For the optical lace project, Xu used a flexible, porous lattice structure manufactured from 3D-printed polyurethane.
Xu threaded its core with stretchable optical fibers containing more than a dozen mechanosensors. She then attached an LED light to illuminate the fiber.
When she pressed the lattice structure at various points, the sensors were able to pinpoint changes in the photon flow.
Xu says: “When the structure deforms, you have contact between the input line and the output lines, and the light jumps into these output loops in the structure, so you can tell where the contact is happening.
“The intensity of this determines the intensity of the deformation itself.”
The optical lace would not be used as a skin coating for robots, Shepherd said, but would be more like the flesh itself.
Robots fitted with the material would be a far cry from the cold, uncaring cyborgs of dystopian science fiction.
They would be better suited for the health care industry, specifically beginning-of-life and end-of-life care, and manufacturing, he said.
Shepherd says: “There’s a lot of people getting older, and there’s not as many young people to take care of them.
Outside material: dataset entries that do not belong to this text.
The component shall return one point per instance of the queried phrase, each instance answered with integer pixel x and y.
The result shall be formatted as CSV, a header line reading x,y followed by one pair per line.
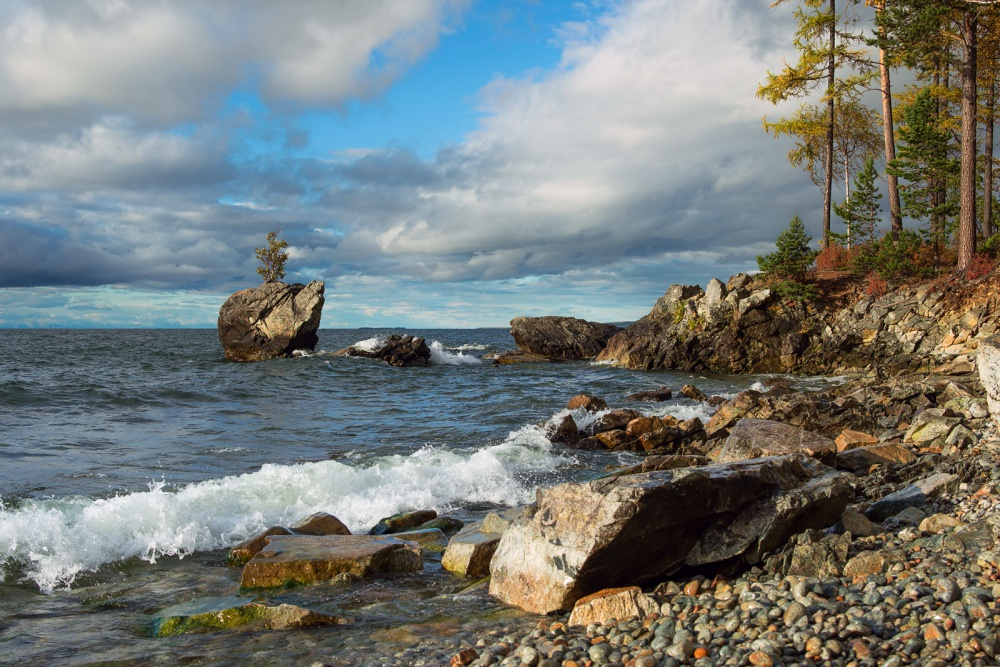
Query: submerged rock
x,y
273,320
581,534
229,613
566,338
304,559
So the idea that robots could help take care of the elderly is very real.
“The robot would need to know its own shape in order to touch and hold and assist elderly people without damaging them.
“The same is true if you’re using a robot to assist in manufacturing. If they can feel what they’re touching, then that will improve their accuracy.”
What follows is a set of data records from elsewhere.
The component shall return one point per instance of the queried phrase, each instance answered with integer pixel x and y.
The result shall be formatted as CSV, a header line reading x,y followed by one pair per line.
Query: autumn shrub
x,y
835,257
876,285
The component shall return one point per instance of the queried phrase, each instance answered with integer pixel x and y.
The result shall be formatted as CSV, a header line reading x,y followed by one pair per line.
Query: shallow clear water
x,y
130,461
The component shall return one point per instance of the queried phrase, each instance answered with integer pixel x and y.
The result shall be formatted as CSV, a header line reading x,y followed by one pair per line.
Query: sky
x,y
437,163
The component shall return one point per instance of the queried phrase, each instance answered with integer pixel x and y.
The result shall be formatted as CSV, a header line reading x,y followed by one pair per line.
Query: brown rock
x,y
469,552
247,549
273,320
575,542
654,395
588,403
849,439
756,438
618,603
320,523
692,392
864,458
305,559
While the optical lace does not have as much sensitivity as, say, a human fingertip that is jam-packed with nerve receptors, the material is more sensitive to touch than the human back.
The material is washable, too, which leads to another application: Shepherd’s lab has launched a startup company to commercialize Xu’s sensors to make garments that can measure a person’s shape and movements for augmented reality training.
The researchers also plan to explore the potentials of incorporating machine learning to detect more complex deformations, like bending and twisting.
Xu says: “I make models to calculate where the structure is being touched, and how much is being touched.
“But in the future, when you have 30 times more sensors and they’re spread randomly throughout, that will be a lot harder to do. Machine learning will do it much faster.”
Even as robots become more aware of how they interact with the environment, humans still have a distinct advantage.
Shepherd says: “We don’t know our own bodies as well as some robots know parts of their limbs and joints and fingers.
“But we can still perform better than robots generally because we can deal with uncertainty through mechanical design, as well as neural architecture.”
The paper was co-authored by postdoctoral researcher Anand Kumar Mishra, PhD students Lillia Bai and Cameron Aubin, and Letizia Zullo from the Center for Synaptic Neuroscience and Technology, Istituto Italiano di Tecnologia.
The research was supported by grants from the Air Force Office of Scientific Research and the National Institutes of Health.